SAMPIT – Jasad seorang bocah SD yang tenggelam di sungai Mentaya, Desa Jaya Kelapa, Kecamatan Mentaya Hilir Utara, Kabupaten Kotawaringin Timur (Kotim) akhirnya ditemukan dalam kondisi tidak bernyawa.
“Tadi pagi, sekitar pukul 07.45 WIB, korban tenggelam sudah ditemukan dalam kondisi tidak bernyawa,” kata Kapolsek Jaya Karya Ipda Doohan Octa Prasetya mewakili Kapolres Kotim AKBP Mohammad Rommel, Selasa, 10 Maret 2020.
Pencarian tersebut dilakukan oleh Polsek Jaya Karya, Ditpolair Polda Kalteng, Basarnas Pos Sampit dibantu oleh warga setempat. Aktivitas ini sempat dihentikan lantaran hari sudah malam dan dilanjutkan pagi keesokan harinya.
Jala atau rengge dibentangkan disekitar lokasi dengan tujuan agar jasad korban tidak terseret oleh arus. Jasad bocah berjenis kelamin laki-laki itu ditemukan tidak jauh dari lokasi awal kejadian. Setelah berhasil di evakuasi, jasad korban dibawa ke rumah duka untuk segera dikebumikan.
“Jasad korban ditemukan sekitar 15 meter dari TKP awal. Jasadnya sangkut di tiang gedung sarang walet milik warga setempat,” sebut Ipda Doohan Octa Prasetya.
Peristiwa ini berawal pada saat korban dan sejumlah temannya berenang ditepi sungai. Beberapa waktu kemudian, air sungai mulai pasang. Teman-teman korban lalu beranjak naik ke permukaan menuju lokasi yang lebih dalam.

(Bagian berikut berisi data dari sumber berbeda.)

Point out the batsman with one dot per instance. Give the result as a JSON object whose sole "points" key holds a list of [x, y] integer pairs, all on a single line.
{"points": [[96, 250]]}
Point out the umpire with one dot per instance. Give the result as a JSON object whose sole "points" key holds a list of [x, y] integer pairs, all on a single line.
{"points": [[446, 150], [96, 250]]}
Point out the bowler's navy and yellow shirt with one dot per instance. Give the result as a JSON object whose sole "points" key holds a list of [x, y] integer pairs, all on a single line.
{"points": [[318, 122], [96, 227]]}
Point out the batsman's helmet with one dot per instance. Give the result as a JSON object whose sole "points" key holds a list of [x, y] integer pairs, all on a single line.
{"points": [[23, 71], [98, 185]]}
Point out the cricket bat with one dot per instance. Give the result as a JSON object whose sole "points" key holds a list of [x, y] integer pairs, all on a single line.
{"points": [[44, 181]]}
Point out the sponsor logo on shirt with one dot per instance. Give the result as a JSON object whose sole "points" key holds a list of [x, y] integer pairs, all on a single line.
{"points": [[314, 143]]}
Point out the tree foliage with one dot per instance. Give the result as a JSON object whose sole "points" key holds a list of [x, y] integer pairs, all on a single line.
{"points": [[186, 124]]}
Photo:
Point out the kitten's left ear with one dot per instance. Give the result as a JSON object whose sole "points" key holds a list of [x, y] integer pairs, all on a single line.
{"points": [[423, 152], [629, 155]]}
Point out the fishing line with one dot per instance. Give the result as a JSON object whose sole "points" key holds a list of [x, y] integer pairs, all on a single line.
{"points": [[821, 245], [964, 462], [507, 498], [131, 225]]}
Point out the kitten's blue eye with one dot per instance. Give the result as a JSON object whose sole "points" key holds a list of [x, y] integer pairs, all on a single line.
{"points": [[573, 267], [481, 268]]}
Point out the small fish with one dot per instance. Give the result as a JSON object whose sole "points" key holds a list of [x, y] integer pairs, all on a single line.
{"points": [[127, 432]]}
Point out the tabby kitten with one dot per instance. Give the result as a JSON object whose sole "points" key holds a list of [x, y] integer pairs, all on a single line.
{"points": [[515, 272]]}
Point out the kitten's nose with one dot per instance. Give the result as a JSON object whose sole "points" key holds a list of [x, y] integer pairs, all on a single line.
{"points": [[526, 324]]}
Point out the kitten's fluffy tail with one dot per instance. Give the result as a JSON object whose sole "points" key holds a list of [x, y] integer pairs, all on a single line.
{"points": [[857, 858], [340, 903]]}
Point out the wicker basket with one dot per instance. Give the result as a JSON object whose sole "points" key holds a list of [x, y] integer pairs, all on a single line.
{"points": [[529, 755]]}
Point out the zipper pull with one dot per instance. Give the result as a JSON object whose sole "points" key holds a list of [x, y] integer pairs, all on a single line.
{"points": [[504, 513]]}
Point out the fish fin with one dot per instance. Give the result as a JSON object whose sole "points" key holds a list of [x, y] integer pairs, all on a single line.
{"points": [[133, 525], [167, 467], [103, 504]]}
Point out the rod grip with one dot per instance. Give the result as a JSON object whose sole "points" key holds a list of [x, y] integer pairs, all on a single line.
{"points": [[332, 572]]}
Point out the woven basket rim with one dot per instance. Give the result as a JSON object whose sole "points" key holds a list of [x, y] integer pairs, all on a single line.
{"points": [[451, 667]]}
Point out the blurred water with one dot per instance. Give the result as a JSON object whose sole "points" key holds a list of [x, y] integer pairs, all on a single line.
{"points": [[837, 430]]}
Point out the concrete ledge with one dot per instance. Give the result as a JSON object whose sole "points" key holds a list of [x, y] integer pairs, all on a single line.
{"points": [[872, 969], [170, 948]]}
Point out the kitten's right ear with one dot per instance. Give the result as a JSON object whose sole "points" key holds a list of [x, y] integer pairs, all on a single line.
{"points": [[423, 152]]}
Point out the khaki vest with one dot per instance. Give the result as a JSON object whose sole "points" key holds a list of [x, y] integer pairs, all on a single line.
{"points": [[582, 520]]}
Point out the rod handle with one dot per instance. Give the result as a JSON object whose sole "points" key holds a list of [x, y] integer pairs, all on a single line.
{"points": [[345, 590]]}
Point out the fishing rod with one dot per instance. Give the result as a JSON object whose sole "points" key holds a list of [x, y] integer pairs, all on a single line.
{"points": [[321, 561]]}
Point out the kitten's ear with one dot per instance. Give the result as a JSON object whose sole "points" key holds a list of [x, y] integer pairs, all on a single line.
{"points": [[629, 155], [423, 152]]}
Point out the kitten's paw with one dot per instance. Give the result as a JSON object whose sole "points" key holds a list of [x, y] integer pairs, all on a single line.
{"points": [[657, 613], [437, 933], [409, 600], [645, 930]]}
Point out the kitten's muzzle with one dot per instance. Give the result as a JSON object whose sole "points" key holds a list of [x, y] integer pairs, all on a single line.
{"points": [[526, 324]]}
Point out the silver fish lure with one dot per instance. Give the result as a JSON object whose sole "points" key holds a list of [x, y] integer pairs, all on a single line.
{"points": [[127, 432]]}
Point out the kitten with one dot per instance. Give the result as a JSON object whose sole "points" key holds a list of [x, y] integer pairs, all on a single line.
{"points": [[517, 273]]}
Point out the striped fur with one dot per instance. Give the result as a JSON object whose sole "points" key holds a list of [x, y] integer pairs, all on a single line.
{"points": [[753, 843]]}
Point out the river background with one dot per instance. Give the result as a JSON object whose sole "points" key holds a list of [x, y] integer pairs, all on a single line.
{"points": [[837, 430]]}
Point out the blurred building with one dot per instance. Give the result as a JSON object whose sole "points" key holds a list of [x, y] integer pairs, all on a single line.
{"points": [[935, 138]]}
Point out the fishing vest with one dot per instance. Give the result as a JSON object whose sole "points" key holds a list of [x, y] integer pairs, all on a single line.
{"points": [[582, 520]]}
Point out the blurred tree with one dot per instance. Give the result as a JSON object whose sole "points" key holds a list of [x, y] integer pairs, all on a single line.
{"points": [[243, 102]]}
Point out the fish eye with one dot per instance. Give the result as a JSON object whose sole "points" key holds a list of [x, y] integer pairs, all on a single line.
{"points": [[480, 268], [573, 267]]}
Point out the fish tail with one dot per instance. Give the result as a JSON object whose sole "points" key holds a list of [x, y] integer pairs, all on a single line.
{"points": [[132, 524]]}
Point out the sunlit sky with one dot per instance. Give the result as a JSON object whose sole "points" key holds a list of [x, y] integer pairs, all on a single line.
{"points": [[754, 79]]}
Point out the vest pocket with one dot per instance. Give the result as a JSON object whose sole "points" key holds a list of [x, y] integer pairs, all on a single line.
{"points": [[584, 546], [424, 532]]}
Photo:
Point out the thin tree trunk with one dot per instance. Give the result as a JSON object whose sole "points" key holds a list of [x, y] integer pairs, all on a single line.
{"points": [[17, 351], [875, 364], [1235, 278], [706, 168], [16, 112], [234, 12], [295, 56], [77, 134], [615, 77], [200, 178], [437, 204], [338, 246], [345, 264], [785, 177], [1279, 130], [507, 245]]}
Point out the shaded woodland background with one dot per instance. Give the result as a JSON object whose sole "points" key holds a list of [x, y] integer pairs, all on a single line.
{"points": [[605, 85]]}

Satu persatu dari mereka terjun ke di sungai. Layaknya anak pantai, mereka pandai berenang. Suasana suka ria berubah menjadi mencekam seketika korban terjun ke sungai. Korban langsung tenggelam.
Teman-temannya berusaha menolong namun gagal. Mereka lalu naik ke daratan dan melaporkan kejadian itu ke warga sekitar. Setelah itu barulah warga melapor ke aparat kepolisian setempat.
Kapolsek Jaya Karya mengimbau kepada seluruh warga agar selalu berhati-hati dan mengawal anak-anak saat bermain di dekat sungai agar kejadian serupa tidak terulang kembali.